After her year of experimentation, Oxenhandler is a big proponent of the state of mind known as putting it out there; a practice wherein confessing your wish to yourself and the universe, it will someday, somehow, suddenly appear before you. The author recounts the first time she put it out there:

“I have no idea where I first heard that phrase—in Northern California it just seemed to be in the air. It sounded silly but harmless and cost-free, so what was there to lose? For several months, each morning and evening, I fervently wished for a studio. And I never voiced my wish aloud or spoke of it to anyone. I just thought it, quite intensely, for a few moments each day. And then it happened. One afternoon, on my way home from a meditation retreat, I stopped to get a cup of coffee. Glancing over the local newspaper, I saw these words: ‘Free use of studio in exchange for speaking French.’ Incroyable! I thought to myself. Because my father was a French professor, I had lived in France on and off since childhood.”

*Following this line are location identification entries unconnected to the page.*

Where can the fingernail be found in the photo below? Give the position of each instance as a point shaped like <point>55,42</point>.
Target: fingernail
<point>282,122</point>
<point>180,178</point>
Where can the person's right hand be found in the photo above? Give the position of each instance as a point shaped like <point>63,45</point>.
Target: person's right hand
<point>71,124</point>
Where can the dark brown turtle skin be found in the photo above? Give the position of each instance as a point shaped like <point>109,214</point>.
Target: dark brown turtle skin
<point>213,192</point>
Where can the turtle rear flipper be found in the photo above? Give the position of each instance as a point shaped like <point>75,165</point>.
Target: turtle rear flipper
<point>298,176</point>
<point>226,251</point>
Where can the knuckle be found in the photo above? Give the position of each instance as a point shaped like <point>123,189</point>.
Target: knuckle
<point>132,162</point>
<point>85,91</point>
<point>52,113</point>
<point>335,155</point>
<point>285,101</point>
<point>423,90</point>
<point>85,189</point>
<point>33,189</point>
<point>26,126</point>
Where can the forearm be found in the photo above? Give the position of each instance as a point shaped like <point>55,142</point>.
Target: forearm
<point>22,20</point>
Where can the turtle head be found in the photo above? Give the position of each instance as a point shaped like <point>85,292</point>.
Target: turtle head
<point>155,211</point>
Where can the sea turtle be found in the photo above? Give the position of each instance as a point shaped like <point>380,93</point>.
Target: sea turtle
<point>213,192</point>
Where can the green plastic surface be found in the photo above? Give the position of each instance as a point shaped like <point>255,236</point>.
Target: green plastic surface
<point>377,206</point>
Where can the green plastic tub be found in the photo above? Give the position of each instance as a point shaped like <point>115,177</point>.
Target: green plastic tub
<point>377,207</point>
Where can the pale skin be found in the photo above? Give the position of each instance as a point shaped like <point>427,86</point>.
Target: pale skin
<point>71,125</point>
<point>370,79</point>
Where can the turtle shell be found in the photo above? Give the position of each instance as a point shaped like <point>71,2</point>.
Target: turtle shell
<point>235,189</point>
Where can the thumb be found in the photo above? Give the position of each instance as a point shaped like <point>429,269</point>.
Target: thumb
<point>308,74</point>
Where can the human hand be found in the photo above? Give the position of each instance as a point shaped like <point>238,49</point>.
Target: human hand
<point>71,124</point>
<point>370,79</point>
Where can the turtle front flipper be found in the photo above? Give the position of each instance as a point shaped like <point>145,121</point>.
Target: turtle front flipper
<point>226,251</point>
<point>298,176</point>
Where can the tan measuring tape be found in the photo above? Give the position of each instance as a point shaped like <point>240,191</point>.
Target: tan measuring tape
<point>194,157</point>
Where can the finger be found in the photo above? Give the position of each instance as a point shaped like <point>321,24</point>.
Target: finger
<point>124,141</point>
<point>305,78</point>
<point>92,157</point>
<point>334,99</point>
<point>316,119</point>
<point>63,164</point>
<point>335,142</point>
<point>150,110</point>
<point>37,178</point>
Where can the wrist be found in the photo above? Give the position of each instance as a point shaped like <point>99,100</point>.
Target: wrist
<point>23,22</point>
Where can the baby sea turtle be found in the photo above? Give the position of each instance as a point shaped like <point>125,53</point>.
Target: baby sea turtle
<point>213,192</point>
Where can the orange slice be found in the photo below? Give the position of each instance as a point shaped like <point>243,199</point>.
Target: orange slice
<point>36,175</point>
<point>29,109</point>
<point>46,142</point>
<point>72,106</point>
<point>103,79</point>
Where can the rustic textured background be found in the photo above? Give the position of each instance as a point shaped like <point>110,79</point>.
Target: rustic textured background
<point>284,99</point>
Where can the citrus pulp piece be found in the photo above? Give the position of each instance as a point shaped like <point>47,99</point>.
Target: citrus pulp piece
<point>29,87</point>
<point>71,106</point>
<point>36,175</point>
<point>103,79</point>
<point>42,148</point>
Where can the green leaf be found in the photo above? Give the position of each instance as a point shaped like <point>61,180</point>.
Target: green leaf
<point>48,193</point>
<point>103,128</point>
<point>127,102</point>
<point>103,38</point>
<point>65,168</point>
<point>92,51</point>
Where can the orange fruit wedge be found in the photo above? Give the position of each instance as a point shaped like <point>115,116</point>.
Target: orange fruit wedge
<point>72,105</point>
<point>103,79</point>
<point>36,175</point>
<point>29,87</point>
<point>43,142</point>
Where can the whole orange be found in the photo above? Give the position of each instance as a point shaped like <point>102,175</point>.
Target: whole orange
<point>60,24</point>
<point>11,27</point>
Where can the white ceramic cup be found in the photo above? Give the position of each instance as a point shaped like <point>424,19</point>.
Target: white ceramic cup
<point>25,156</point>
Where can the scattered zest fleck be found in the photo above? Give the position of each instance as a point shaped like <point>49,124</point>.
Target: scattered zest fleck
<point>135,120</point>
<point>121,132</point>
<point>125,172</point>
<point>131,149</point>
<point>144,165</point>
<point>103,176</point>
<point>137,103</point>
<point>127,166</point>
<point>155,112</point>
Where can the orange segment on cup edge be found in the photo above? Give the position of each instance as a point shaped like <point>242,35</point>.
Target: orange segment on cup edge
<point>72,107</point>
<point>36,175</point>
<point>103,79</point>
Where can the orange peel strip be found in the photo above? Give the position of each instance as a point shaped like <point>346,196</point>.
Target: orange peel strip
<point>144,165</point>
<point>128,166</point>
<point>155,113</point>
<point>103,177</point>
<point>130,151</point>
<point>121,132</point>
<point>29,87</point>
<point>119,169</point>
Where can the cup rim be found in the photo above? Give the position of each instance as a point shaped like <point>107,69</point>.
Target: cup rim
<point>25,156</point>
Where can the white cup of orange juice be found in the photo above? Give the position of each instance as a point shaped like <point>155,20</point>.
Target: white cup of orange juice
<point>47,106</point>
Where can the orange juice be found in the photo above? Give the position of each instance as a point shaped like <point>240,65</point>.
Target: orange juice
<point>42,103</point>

Though compelling tidbits of the wishing practices of ancient cultures and juicy tidbits of the author’s personal life are intermittently revealed, Oxenhandler hopscotches between the history and lore of wishing and her past experiences. Occasionally, digressions on magic may also cause a lost sense of what is happening in the story; for example, “Even when our motives are entirely innocent of malice, when we approach the realm of nonlocal mind we must proceed with utmost caution. At least that’s what the modern maestros of wishing say. For again—whether they’re invoking the ancient world of magic or the realm of modern science—to experiment with the power of wishing is to posit a world of fluid boundaries, a world in which thoughts, things, and events do not occur in isolation.” Now, where were we again?

Oxenhandler’s ardent zeal and open heart will seize your curiosity, holding it captive in unadulterated anticipation of seeing her heartfelt wishes become reality. Maybe Disney’s characters got it right after all, and enough wishing really will make your dreams come true.

Noelle Oxenhandler will be speaking about her book, “The Wishing Year: A House, a Man, My Soul—A Memoir of Fulfilled Desire,” at 7:30 p.m. Wednesday, July 9 at Bookshop Santa Cruz. The book sells in local bookstores for $24.